Qué platos específicos se mencionan en el menú del restaurante
Mira, si estás buscando un sitio que te quite el hipo, Restaurante Ocamiño es la movida. Está en C. de Budapest, 2, San Blas-Canillejas, 28022 Madrid, y la verdad, te vas a llevar una grata sorpresa. Con 4 estrellas en la boca de todos, lo que más destaca de su cocina es el pulpo, esos berberechos, y ni hablar del bacalao rebozado con miel que es una maravilla. Cada bocado es un verdadero placer, te lo prometo.
Ahora, si vas en grupo, que lo hagas con hambre, porque los cachopos son enormes, hasta diría que dan para dos personas fácilmente. El ambiente es muy amigable y el personal, en general, es súper atento y amable. Ya te digo, te sientes como en casa, solo que con mejor comida y sin fregar los platos. No es el típico lugar donde te sientas y te ignoran, aquí la buena onda está a la orden del día.
Pero, ojo, no todo es perfecto. La cocina cierra a las cuatro, así que si quieres disfrutar de sus famosos postres calientes, como las filloas, tienes que tener una estrategia. Cuando llegamos a las dos y media, éramos siete y entre que decidimos y charlamos nos dio la hora. Los postres, aunque estaban buenos, eran ya hechos y algo fríos. Así que la única pega sería esa, pero entiendo que el personal necesita su descanso, así que lo dejo pasar.
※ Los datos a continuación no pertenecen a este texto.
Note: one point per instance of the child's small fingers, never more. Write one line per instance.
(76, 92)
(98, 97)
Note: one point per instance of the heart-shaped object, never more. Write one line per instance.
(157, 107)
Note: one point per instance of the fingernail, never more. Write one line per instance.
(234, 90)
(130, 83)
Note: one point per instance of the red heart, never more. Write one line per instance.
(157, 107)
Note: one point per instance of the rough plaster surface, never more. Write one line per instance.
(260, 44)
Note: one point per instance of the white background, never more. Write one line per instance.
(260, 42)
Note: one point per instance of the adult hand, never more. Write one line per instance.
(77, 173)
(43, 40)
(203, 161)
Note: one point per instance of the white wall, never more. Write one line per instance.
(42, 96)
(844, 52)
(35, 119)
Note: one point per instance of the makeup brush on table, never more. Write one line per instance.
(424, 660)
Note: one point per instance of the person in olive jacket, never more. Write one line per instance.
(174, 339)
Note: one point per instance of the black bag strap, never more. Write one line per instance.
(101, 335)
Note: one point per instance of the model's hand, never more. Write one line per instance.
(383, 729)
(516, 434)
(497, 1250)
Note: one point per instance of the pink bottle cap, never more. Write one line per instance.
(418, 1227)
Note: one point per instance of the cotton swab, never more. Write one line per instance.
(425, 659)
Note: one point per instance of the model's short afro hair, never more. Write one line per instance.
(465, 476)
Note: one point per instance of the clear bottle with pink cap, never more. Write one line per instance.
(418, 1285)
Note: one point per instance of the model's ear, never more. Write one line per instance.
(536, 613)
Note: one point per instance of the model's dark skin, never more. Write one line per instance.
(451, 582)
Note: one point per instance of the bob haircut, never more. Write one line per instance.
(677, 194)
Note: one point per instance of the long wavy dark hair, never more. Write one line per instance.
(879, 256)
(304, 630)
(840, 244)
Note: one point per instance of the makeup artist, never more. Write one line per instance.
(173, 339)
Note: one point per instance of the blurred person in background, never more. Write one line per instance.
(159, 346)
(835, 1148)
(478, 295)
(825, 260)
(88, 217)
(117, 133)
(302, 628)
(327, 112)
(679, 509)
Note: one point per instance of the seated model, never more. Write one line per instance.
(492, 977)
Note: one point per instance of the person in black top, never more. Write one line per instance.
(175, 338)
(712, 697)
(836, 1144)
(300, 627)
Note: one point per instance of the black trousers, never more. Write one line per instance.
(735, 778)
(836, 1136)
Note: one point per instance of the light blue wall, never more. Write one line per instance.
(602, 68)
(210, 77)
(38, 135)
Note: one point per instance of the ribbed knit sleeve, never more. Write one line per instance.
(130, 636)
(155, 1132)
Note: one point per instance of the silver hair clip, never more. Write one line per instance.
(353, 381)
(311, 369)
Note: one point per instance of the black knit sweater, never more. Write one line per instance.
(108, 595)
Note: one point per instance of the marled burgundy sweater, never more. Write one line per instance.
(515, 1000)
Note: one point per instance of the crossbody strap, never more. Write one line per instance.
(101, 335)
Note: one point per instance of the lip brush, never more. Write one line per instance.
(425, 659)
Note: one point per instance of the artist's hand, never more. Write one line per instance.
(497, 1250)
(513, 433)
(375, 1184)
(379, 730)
En cuanto a precios, calcula 40-50 € por persona, vale cada euro por lo que comes. Para que te hagas una idea, entre sus platos recomendados están las croquetas, la tarta de queso, ese pulpo gallego, los berberechos y claro, el cachopo con cecina de León. Así que, ¿qué más quieres? ¡Ve reservando ya y a disfrutar!
Fuente: Información obtenida de la ficha oficial de Google My Business.